In above RegExs I use:

  • r to mark my RegEx (string) as a raw string, which does not escape metacharecters.
  • \d - Matches any decimal digit. Equivalent to any single numeral 0 to 9.
  • {} - Whatever precedes braces {n} will be repeated at least n times.
  • \s - Matches where a string contains any whitespace character. Equivalent to any space, tab, or newline charecter. (Think of this as matching "space" charecters.)
# ?<! is for negative look behind
# works on sample df but not on the df with my scraped data
df['PETALS1'] = df['BLOOM'].str.extract(r'(?<!\d)(\d{2}\s+to\s+\d{2})\s*petal', expand=False)

# modification that works on our sample df and on my main df. 
# now lets copy part of column BLOOM that matches regex patern two digits to two digits
df['PETALS2'] = df['BLOOM'].str.extract(r'(\d{2}\s+to\s+\d{2})', expand=False).str.strip()

# also came across cases where pattern is two digits followed by word "petals"
#now lets copy part of column BLOOM that matches regex patern two digits followed by word "petals"
df['PETALS3'] = df['BLOOM'].str.extract(r'(\d{2}\s+petals+\.)', expand=False).str.strip()

# now lets copy part of column BLOOM that matches regex patern two digits hyphen two digits followed by word "petals"
df['PETALS4'] = df['BLOOM'].str.extract(r'(\d{2}-\d{2}\s+petals)', expand=False).str.strip() 

df

Hurrah, we have petals data extracted in separate columns.

Now let's create one master column for petals data. In this case, the master column will be column PETALS1.

This loop will replace null in column PETALS1 with value in column PETALS4.

# if column PETALS1 is null then replace 
# with value in column PETALS4
for i, row in df.iterrows():
    if (pd.isnull(row['PETALS1'])):
        row['PETALS1'] = row['PETALS4']
        
df[['BLOOM','PETALS', 'PETALS2', 'PETALS3', 'PETALS4','ALL_PETALS_BRACKETS','PETALS1']]

This loop will replace null in column PETALS1 with value in column PETALS3.

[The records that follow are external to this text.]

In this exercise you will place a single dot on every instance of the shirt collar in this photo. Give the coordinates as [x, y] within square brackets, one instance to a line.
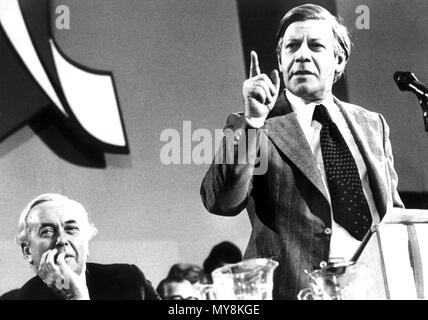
[305, 111]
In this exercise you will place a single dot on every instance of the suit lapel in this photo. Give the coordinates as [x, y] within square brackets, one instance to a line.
[364, 129]
[285, 132]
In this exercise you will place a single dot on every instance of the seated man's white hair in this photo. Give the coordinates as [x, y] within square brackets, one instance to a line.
[22, 236]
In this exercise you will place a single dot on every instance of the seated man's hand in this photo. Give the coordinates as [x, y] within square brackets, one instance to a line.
[59, 277]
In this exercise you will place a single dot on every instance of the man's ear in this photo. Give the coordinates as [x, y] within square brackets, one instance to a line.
[27, 253]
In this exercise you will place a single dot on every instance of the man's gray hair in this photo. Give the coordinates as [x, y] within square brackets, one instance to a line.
[22, 237]
[342, 41]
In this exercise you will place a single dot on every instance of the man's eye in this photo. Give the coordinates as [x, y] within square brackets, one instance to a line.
[72, 229]
[47, 232]
[291, 46]
[317, 45]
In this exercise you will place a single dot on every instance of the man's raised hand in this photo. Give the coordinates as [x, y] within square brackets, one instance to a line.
[260, 91]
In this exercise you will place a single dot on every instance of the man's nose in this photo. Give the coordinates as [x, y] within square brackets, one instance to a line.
[303, 53]
[62, 239]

# if column PETALS1 is still null then replace 
# with value in column PETALS3        
for i, row in df.iterrows():
    if (pd.isnull(row['PETALS1'])):
        row['PETALS1'] = row['PETALS3']
        
df[['BLOOM','PETALS', 'PETALS2', 'PETALS3', 'PETALS4','ALL_PETALS_BRACKETS','PETALS1']]

Do your happy dance. Now you have all petals data in column PETALS1 that is available in column BLOOM. I hope that those examples helped you understand RegExs better.